ACCU-CHEK SPIRIT COMBO
Report
- Report Number
- 2183996-2013-00813
- Event Type
- Injury
- Date Received
- May 9, 2013
- Date of Event
- April 22, 2013
- Report Date
- August 23, 2013
- Manufacturer
- ROCHE DIABETES CARE AG
- Product Code
- LZG
- PMA / PMN Number
- NA
- Removal / Correction Number
- NA
- Adverse Event
- Yes
- Product Problem
- Yes
- Report Source
- Manufacturer report
- Reporter Location
- AS
- Reporter Occupation
- MEDICAL EQUIPMENT COMPANY TECHNICIAN/REPRESENTATIVE
Narratives
CONCLUSION: THE COMPLAINT CANNOT BE VERIFIED, THE PRODUCTION DATA SHOWS NO DEVIATIONS OF THE SPECIFICATIONS RESULT AS THE PRODUCT HAS NOT BEEN RETURNED FOR INVESTIGATION AND THE PRODUCTION DATA COMPLY WITH THE SPECIFICATION, THE COMPLAINT COULD NOT BE REPLICATED. PRODUCTION REPORTS WERE REVIEWED. AS THE PRODUCT HAS NOT RETURNED FOR EVALUATION, THE COMPLAINT COULD NOT BE INVESTIGATED. DEVICE WAS NOT RETURNED.
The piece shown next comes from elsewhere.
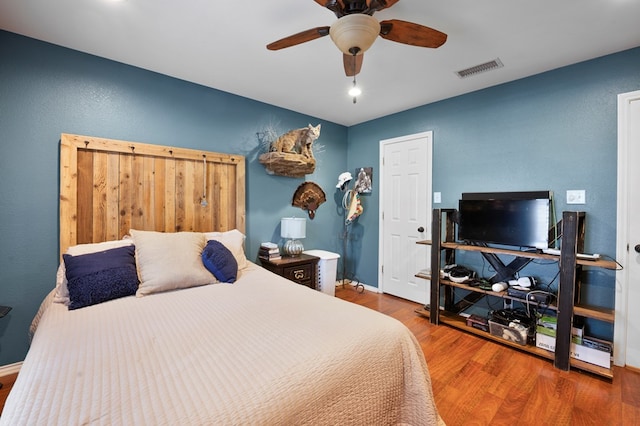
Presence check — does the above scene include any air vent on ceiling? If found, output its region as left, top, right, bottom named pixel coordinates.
left=456, top=58, right=504, bottom=78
THIS INCIDENT OCCURRED OUTSIDE THE UNITED STATES. INFORMATION CONTAINED WITHIN THIS REPORT IS ALL THAT IS AVAILABLE AT THIS TIME. IF FURTHER INFORMATION IS OBTAINED IT WILL BE PROVIDED IN A SUPPLEMENTAL REPORT.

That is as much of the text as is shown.